Some of the study’s findings include the following:

  • “Broad-based board diversity” (a measure that includes gender, ethnicity, age, education, expertise, and board experience) “is statistically associated with increased diversity at all depths.”
  • Companies “with an increase in female representation on the board increase the female representation at the company.”  The study conservatively estimated that an increase of two percentage points in female board representation is associated with an increase of 5.2% in female employment and an increase of 3.0% in female staff.
  • Companies with an increase in female representation on the board also show an increase in non-white representation at the company.  An increase of two percentage points in female board representation is associated with an increase of 5.0% in non-white employment, “primarily driven by hiring of non-white staff.”
  • The study showed “a meaningful relationship” between non-white directors and non-white employees, but “no relation between non-white directors and female employees within the firm once control variables have been included.”  “Thus, the evidence on allyship suggests women are stronger allies for non-white employees than non-white employees are for women.”
  • The study found “some evidence . . . that having more non-white directors is associated with lower salary gaps for non-white employees,” but “mostly [saw] little evidence that board diversity alters salary gaps.”
  • “Greater broad-based board diversity is significantly associated with a higher number of stars for Glassdoor’s five-star rating system for company culture” and with other metrics evaluating employees’ perceptions of their workplace and management.
  • The study found disagreement among rating agencies as to ESG ratings and the S component of ESG.  “This suggests that asset managers looking to incorporate gender and racial equity into their investment decision-making process need to look beyond check-the-box approaches to ESG ratings.”


The study on board diversity’s impact on employee diversity could be of interest to companies grappling with the extent to which they wish to consider DEI issues for their boards and workforces.  But the study might also play into ongoing fights about legislation and other rules either requiring diversity on boards or requiring disclosure of board-diversity metrics.

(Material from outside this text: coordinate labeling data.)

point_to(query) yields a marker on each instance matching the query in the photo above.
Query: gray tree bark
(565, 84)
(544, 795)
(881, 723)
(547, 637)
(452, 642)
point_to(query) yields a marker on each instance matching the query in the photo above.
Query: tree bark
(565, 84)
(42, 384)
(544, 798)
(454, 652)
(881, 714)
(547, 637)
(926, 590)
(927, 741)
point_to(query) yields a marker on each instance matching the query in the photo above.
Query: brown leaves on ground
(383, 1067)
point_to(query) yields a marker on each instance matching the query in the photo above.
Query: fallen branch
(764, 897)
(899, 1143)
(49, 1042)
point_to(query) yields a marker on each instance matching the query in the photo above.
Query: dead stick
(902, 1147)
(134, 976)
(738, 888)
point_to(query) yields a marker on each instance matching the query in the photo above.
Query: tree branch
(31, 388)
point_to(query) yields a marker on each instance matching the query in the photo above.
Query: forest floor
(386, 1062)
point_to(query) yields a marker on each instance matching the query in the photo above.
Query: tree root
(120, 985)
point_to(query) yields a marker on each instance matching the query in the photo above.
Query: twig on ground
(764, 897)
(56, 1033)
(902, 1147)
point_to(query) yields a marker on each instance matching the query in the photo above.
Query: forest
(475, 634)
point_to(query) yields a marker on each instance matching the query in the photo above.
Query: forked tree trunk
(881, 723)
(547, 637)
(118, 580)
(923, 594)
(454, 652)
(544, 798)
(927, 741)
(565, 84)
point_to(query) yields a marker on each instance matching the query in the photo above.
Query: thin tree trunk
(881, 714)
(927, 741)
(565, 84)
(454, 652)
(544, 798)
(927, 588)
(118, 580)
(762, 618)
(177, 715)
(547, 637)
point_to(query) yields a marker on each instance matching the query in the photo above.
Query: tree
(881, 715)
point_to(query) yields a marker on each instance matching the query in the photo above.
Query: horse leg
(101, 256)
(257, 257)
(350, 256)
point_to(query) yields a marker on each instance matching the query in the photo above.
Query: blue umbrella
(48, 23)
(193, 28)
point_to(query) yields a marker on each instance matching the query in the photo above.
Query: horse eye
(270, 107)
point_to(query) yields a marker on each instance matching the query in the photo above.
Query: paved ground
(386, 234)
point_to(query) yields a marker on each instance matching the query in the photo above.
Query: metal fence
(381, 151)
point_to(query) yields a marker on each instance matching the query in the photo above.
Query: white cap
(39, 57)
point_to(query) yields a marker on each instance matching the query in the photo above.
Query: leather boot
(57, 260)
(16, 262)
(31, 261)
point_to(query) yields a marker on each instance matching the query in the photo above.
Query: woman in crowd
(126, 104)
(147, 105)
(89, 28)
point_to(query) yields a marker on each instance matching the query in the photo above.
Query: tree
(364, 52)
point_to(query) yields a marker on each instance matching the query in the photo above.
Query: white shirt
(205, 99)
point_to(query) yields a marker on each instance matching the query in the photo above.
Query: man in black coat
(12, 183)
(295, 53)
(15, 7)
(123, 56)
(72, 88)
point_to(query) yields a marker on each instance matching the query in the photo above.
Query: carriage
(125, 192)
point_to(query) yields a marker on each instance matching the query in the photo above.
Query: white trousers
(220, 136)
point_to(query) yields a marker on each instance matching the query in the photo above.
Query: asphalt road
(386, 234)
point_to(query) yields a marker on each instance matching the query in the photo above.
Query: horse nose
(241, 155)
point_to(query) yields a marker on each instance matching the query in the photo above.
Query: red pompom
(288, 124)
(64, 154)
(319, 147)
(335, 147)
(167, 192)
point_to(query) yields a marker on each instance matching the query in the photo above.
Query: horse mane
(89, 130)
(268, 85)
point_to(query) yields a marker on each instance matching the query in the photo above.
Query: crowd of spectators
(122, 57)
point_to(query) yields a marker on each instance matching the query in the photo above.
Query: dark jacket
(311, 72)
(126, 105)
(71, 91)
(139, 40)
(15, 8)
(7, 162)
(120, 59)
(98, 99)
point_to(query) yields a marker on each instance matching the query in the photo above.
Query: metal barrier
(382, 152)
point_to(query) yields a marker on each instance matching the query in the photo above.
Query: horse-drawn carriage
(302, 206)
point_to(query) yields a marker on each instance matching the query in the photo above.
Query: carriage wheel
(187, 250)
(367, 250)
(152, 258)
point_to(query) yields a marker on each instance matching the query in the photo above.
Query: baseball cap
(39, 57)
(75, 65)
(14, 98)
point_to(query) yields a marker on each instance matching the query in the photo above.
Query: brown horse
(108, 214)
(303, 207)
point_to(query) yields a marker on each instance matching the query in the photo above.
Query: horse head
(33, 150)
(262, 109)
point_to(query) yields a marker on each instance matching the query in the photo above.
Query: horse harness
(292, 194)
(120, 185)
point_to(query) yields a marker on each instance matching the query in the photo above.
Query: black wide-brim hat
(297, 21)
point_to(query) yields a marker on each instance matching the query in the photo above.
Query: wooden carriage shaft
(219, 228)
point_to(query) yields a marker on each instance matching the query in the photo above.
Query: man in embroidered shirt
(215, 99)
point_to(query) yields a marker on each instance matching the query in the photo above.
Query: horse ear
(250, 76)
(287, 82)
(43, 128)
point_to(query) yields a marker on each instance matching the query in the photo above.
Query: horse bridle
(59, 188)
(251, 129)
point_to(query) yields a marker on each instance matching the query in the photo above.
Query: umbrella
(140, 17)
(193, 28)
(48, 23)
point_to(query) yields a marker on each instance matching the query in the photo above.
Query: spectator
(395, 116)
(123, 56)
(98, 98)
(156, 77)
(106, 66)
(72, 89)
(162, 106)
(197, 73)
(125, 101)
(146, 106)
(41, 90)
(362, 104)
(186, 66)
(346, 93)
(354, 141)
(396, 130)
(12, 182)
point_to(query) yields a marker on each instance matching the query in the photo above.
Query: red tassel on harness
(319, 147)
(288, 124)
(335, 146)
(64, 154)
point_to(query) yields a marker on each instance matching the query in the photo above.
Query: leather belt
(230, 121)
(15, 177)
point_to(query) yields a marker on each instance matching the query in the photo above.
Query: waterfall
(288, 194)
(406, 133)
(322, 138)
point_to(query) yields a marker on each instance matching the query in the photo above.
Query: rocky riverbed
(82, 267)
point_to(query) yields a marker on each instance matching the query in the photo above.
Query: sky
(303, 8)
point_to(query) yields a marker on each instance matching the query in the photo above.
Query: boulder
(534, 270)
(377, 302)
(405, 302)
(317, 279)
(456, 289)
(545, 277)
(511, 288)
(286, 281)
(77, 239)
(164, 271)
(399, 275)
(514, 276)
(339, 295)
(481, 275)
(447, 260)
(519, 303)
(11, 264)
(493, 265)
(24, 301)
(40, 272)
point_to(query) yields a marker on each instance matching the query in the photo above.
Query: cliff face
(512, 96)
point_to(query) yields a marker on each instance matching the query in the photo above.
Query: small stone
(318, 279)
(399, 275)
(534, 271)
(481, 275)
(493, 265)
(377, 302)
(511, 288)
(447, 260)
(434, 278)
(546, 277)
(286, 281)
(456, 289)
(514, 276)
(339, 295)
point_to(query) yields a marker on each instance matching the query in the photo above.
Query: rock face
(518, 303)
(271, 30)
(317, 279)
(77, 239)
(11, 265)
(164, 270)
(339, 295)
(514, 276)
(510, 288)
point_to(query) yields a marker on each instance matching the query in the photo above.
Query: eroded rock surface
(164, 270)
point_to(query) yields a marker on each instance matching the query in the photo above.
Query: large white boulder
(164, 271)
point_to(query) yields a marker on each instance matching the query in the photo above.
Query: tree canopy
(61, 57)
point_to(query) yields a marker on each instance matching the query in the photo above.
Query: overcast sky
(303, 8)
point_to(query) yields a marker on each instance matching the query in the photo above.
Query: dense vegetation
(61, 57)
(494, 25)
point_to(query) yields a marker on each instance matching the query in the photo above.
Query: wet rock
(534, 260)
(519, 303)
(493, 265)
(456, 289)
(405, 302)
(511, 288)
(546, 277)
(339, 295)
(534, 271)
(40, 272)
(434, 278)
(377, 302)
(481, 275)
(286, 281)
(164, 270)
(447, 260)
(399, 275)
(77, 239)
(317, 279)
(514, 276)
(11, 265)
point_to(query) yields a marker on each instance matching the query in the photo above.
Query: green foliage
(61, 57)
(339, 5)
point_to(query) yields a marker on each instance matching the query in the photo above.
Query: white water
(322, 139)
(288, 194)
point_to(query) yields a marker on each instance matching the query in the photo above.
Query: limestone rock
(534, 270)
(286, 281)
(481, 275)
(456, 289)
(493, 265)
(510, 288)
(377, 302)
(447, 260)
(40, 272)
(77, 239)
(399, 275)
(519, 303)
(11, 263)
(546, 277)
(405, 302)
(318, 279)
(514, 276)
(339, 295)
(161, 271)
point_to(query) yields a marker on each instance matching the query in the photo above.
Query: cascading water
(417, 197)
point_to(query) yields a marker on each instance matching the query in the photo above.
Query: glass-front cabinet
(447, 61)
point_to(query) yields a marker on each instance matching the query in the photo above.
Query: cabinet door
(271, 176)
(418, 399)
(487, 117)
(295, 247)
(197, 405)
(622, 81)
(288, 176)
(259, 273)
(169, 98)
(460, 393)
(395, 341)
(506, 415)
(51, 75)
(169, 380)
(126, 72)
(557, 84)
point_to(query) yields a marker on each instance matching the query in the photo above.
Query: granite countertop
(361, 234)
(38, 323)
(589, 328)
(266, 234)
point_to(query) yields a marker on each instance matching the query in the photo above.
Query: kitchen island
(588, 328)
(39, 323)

Those fights have raged with particular ferocity in California, where two courts earlier this year invalidated two different statutes relating to diversity on corporate boards:  Senate Bill 826, which required public companies with their principal executive office in California to have two or three female directors (depending on the company’s size), and Assembly Bill 979, which required such companies to have at least one director from an under-represented community.  Both courts ruled that the statutes violated the Equal Protection Clause of the California Constitution because they supposedly affected two or more similarly situated groups in an unequal manner and did not serve a compelling state interest.  Future legislative deliberation and litigation about laws of this type might consider the type of evidence produced by the study showing that diversity on corporate boards can affect not only board performance and corporate decision-making, but also the employment prospects and conditions for the workforce at large.